The index that a key is associated with is generally, in the most simplest implementation of a hash table, retrieved in the following way:
size++;
int hash = hashcode(key);
int index = hash % size;
For an arbitrary key we can say that the index will be an integer in the range [0, size - 1]
with equal probability for each outcome. These probabilities are described by the table below for the first 5 indices after adding N elements.
Index | 0 1 2 3 4
--------------------------------------------------------------------------------------------
Probabilities | 1
| 1/2 1/2
| 1/3 1/3 1/3
| 1/4 1/4 1/4 1/4
| 1/5 1/5 1/5 1/5 1/5
| ...
| 1/N 1/N 1/N 1/N 1/N
____________________________________________________________________________________________
Total | H(N) H(N) - 1 H(N) - 1.5 H(N) - 1.83 H(N) - 2.08
H(N)
describes how many elements should collect in the chain at index 0. Every chain afterwards should have statistically fewer elements.
H(N)
is also the value of the harmonic series up to and including the Nth term.
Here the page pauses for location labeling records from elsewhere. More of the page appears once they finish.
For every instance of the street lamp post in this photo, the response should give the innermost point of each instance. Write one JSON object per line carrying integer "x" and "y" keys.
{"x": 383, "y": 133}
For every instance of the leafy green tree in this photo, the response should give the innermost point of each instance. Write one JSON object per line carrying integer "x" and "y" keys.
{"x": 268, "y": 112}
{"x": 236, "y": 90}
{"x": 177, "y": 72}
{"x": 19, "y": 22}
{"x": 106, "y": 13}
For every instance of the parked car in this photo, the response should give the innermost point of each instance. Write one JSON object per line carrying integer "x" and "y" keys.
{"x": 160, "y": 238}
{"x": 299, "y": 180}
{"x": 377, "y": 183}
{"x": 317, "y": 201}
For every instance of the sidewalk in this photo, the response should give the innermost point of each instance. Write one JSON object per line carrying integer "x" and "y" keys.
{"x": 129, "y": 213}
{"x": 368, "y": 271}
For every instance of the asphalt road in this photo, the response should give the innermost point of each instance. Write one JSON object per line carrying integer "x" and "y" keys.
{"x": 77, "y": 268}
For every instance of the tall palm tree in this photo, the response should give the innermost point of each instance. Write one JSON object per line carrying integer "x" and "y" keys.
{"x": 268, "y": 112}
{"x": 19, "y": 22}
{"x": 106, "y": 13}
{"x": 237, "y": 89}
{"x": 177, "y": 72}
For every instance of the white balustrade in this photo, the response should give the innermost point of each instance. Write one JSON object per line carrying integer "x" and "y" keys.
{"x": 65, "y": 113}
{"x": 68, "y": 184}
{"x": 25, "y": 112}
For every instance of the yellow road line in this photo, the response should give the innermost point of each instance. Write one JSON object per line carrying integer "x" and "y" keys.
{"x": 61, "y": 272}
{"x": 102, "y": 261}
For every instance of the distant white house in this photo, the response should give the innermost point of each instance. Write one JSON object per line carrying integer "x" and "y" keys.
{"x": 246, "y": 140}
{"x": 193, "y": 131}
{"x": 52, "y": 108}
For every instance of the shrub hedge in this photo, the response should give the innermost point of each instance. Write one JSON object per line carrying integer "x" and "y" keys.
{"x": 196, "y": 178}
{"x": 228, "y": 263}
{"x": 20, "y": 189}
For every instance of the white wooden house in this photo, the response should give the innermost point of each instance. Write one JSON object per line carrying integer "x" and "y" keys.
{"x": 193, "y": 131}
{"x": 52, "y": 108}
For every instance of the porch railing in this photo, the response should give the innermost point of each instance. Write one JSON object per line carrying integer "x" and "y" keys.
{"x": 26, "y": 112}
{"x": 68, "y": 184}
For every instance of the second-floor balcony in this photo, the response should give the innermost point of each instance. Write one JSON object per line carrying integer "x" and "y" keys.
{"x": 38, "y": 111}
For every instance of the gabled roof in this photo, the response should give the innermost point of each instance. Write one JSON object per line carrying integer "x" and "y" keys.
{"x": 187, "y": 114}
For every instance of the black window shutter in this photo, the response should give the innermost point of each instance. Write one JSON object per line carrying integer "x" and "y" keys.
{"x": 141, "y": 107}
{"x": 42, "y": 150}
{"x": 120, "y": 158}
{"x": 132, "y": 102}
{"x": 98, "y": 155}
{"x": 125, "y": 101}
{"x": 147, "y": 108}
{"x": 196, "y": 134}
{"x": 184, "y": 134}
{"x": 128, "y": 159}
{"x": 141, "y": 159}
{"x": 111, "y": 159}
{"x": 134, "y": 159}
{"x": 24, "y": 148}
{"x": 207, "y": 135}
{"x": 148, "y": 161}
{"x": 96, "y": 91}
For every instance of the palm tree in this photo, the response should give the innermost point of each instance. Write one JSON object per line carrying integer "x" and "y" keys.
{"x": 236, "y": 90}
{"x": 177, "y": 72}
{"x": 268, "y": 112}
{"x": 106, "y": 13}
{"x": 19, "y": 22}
Although there is no generalized closed form for describing the harmonic series, this value can be approximated very accurately using the following formula,
H(N) ≈ ln(N) + 0.5772156649 + 1 / (2N) - 1 / (12N^2)
The "approximation" part can be attributed to the terms after ln(N) + 0.5772156649
. ln(N)
is the largest function and thus the amortized time complexity should be O(log n)
.
Is there something I am missing? I would greatly appreciate clarification here.